Department of Endocrinology and Diabetes Mellitus, Faculty of Medicine, Fukuoka University, Fukuoka 814-0180, Japan.
Endocr J. 2022 Nov 28;69(11):1303-1312. doi: 10.1507/endocrj.EJ22-0073. Epub 2022 Jul 14.
The Aging Males' Symptoms (AMS) score, developed to screen for late-onset hypogonadism (LOH), contains 17 questions regarding mental, physical, and sexual parameters. In the Japanese guidelines, a free testosterone (FT) <8.5 pg/mL is recommended for testosterone treatment.

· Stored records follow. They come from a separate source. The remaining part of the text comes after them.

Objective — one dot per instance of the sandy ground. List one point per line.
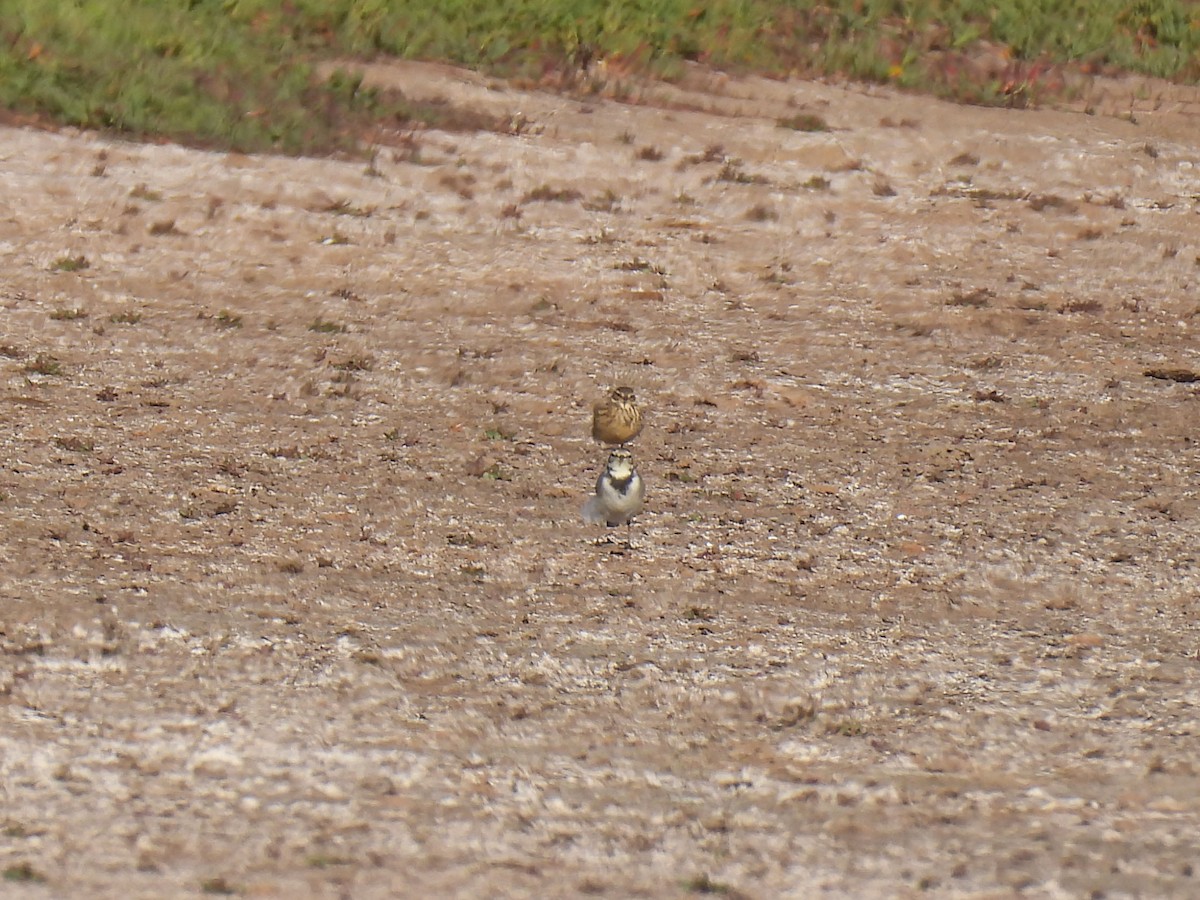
(297, 600)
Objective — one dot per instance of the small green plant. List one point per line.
(705, 885)
(225, 318)
(70, 264)
(76, 445)
(804, 121)
(733, 173)
(144, 193)
(45, 364)
(324, 327)
(354, 364)
(345, 208)
(545, 193)
(23, 873)
(217, 886)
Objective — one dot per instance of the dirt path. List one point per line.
(298, 603)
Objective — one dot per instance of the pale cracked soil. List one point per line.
(297, 600)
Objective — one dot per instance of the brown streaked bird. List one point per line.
(617, 419)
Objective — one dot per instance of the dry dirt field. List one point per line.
(297, 600)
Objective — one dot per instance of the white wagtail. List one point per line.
(619, 492)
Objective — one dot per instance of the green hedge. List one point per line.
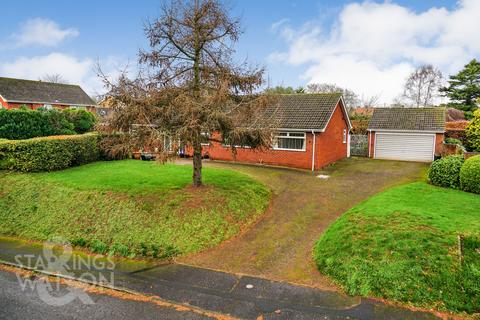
(23, 123)
(445, 172)
(48, 153)
(470, 175)
(472, 133)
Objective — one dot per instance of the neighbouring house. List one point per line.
(410, 134)
(15, 93)
(313, 132)
(106, 107)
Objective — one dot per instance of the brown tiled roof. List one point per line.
(19, 90)
(409, 119)
(304, 111)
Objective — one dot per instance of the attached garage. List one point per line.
(408, 134)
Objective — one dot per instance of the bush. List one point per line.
(472, 133)
(24, 123)
(445, 172)
(470, 175)
(48, 153)
(453, 141)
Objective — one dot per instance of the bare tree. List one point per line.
(422, 86)
(350, 97)
(54, 78)
(190, 90)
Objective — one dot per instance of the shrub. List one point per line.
(48, 153)
(472, 133)
(453, 141)
(470, 175)
(445, 172)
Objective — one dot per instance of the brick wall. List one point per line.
(329, 147)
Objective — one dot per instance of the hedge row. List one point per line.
(470, 175)
(25, 124)
(49, 153)
(457, 173)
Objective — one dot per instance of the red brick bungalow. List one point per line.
(314, 132)
(15, 93)
(409, 134)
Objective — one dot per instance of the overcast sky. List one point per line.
(369, 47)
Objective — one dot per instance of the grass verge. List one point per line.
(402, 244)
(130, 207)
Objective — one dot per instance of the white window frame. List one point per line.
(206, 135)
(287, 134)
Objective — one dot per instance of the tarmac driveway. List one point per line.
(280, 245)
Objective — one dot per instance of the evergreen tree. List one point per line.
(464, 87)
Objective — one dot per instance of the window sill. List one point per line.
(283, 149)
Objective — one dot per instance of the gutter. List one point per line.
(313, 151)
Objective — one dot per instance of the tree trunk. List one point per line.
(197, 165)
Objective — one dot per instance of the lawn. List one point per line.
(401, 245)
(131, 207)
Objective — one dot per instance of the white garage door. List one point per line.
(402, 146)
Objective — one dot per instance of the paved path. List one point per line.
(280, 245)
(234, 295)
(16, 303)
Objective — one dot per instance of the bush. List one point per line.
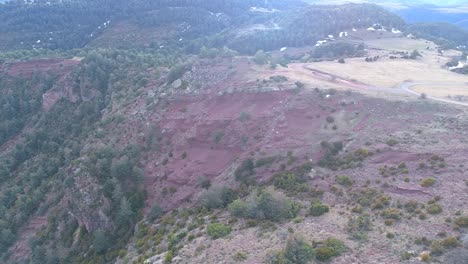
(156, 212)
(450, 242)
(217, 197)
(324, 253)
(218, 230)
(290, 182)
(297, 251)
(261, 57)
(337, 245)
(177, 72)
(244, 173)
(461, 221)
(426, 257)
(428, 182)
(392, 142)
(344, 181)
(266, 204)
(358, 227)
(317, 209)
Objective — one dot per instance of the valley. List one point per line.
(224, 131)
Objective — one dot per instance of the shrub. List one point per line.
(450, 242)
(324, 253)
(461, 221)
(428, 182)
(266, 204)
(344, 181)
(156, 212)
(297, 251)
(317, 209)
(245, 172)
(434, 209)
(337, 245)
(240, 256)
(244, 117)
(392, 213)
(218, 230)
(169, 257)
(261, 57)
(425, 257)
(392, 142)
(358, 227)
(217, 197)
(177, 72)
(290, 182)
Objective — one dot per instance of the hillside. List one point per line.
(229, 131)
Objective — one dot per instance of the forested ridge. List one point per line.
(70, 166)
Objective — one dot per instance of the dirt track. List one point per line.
(404, 88)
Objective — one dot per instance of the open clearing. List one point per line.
(428, 74)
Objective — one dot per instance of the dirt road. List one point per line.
(404, 88)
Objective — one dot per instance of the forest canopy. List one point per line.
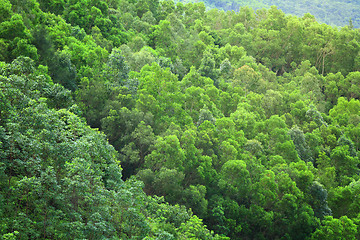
(145, 119)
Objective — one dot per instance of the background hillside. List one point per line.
(145, 119)
(333, 12)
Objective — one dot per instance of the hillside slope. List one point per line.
(332, 12)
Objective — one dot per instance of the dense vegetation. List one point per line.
(226, 125)
(333, 12)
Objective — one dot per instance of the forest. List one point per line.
(332, 12)
(147, 119)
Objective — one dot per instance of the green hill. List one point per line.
(333, 12)
(145, 119)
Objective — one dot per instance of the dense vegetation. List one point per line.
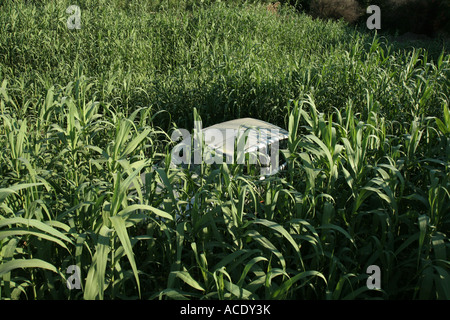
(83, 113)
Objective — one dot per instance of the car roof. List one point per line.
(232, 128)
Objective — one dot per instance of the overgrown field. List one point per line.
(85, 112)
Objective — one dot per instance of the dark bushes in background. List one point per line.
(430, 17)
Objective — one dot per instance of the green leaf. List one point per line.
(187, 278)
(118, 224)
(26, 263)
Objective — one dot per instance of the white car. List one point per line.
(246, 141)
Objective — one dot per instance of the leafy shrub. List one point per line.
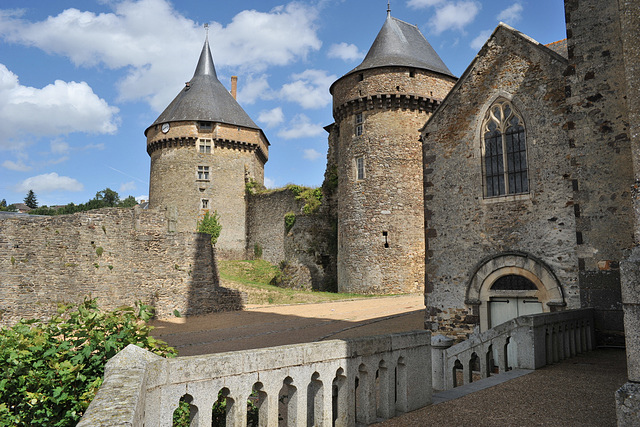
(210, 224)
(289, 221)
(50, 371)
(311, 196)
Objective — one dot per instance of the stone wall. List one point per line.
(380, 222)
(463, 228)
(599, 147)
(117, 255)
(265, 222)
(237, 155)
(304, 251)
(340, 382)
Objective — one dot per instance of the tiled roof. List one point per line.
(204, 98)
(402, 44)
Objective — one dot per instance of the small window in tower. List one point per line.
(359, 168)
(359, 124)
(203, 173)
(205, 126)
(205, 145)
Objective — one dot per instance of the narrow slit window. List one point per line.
(203, 173)
(205, 146)
(359, 168)
(359, 124)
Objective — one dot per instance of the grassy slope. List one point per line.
(253, 277)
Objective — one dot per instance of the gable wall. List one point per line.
(463, 228)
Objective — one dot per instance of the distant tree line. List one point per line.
(106, 198)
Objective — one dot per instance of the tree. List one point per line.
(210, 224)
(31, 200)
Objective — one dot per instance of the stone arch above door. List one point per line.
(549, 291)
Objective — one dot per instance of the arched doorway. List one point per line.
(511, 285)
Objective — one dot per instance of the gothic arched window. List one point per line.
(504, 158)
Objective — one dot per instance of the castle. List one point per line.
(511, 190)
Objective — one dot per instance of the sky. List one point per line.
(80, 80)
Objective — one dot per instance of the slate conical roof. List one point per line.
(204, 98)
(402, 44)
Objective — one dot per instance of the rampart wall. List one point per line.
(117, 255)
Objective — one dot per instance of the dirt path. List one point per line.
(267, 326)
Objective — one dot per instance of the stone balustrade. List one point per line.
(527, 342)
(338, 383)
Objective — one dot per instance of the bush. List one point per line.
(50, 371)
(210, 224)
(289, 221)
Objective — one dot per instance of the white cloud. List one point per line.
(159, 47)
(344, 51)
(59, 108)
(59, 147)
(254, 88)
(311, 154)
(454, 16)
(126, 187)
(479, 41)
(271, 117)
(18, 166)
(512, 14)
(301, 127)
(269, 183)
(421, 4)
(310, 89)
(48, 183)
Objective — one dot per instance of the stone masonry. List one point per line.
(119, 256)
(459, 219)
(380, 225)
(236, 156)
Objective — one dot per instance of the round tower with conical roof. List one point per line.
(379, 108)
(204, 148)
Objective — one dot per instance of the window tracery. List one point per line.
(504, 156)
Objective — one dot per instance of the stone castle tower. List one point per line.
(374, 145)
(204, 148)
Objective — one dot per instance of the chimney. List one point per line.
(234, 86)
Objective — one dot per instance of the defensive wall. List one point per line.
(304, 250)
(117, 255)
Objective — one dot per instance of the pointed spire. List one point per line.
(402, 45)
(205, 63)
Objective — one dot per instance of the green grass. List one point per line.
(253, 277)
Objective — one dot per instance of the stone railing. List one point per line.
(527, 342)
(328, 383)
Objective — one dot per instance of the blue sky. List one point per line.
(80, 80)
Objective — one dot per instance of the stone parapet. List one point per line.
(310, 384)
(526, 342)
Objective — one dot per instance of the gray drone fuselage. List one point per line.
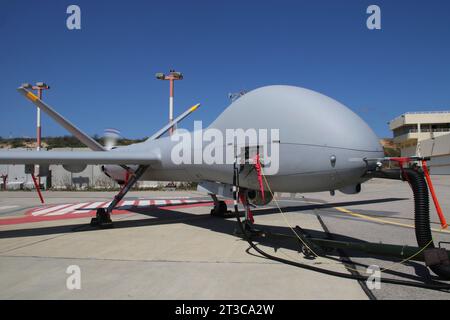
(322, 143)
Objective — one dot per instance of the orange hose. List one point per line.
(444, 224)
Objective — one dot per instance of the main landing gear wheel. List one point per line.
(102, 219)
(220, 209)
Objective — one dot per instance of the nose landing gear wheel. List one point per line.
(102, 219)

However, previous studies have shown no correlation between total AMS scores and testosterone concentration. We aimed to develop a better questionnaire for the detection of testosterone deficiency in men, for the diagnosis of LOH. In 234 Japanese men, aged 40-64 years, we analyzed the relationships of AMS with serum total testosterone (TT), FT, calculated FT (cFT), and calculated bioavailable testosterone (cBT), and identified useful questions for the detection of testosterone deficiency. Four scores, a decrease in muscular strength, a decrease in ability to perform sexually or the frequency, a decrease in the number of morning erections, and a decrease in sexual desire/libido, were negatively associated with two or more of the above four testosterone parameters, and the sum of these four scores (named the selective score) correlated with TT and cFT, independent of age. Statistical analysis revealed an association between insulin resistance and testosterone deficiency, and a higher selective score in smokers than non-smokers. Cubic function model analysis and logistic regression analysis revealed that selective scores ≥10 corresponded with the testosterone concentrations recommended for the diagnosis of LOH, including FT <8.5 pg/mL, independent of age, insulin resistance, and smoking. Thus, the selective score represents a simple and useful means for screening of testosterone deficiency in Japanese men, as an indicator of LOH.
男性衰老症状(AMS)评分是为了筛查迟发性性腺功能减退症(LOH)而开发的,包含了 17 个关于心理、生理和性功能的问题。在日本指南中,建议游离睾酮(FT)<8.5pg/mL 用于睾酮治疗。然而,先前的研究表明,总 AMS 评分与睾酮浓度之间没有相关性。我们旨在开发一种更好的问卷,用于检测男性的睾酮缺乏症,以便诊断 LOH。在 234 名年龄在 40-64 岁的日本男性中,我们分析了 AMS 与血清总睾酮(TT)、FT、计算 FT(cFT)和计算生物可利用睾酮(cBT)的关系,并确定了用于检测睾酮缺乏的有用问题。四个评分,肌肉力量下降、性功能或频率下降、晨勃次数减少和性欲/性欲下降,与上述四个睾酮参数中的两个或更多参数呈负相关,这四个评分的总和(称为选择性评分)与 TT 和 cFT 相关,与年龄无关。统计分析显示,胰岛素抵抗与睾酮缺乏之间存在关联,吸烟者的选择性评分高于非吸烟者。三次函数模型分析和逻辑回归分析显示,选择性评分≥10 与诊断 LOH 所需的睾酮浓度相关,包括 FT<8.5pg/mL,与年龄、胰岛素抵抗和吸烟无关。因此,选择性评分是一种简单而有用的方法,可用于筛查日本男性的睾酮缺乏症,作为 LOH 的指标。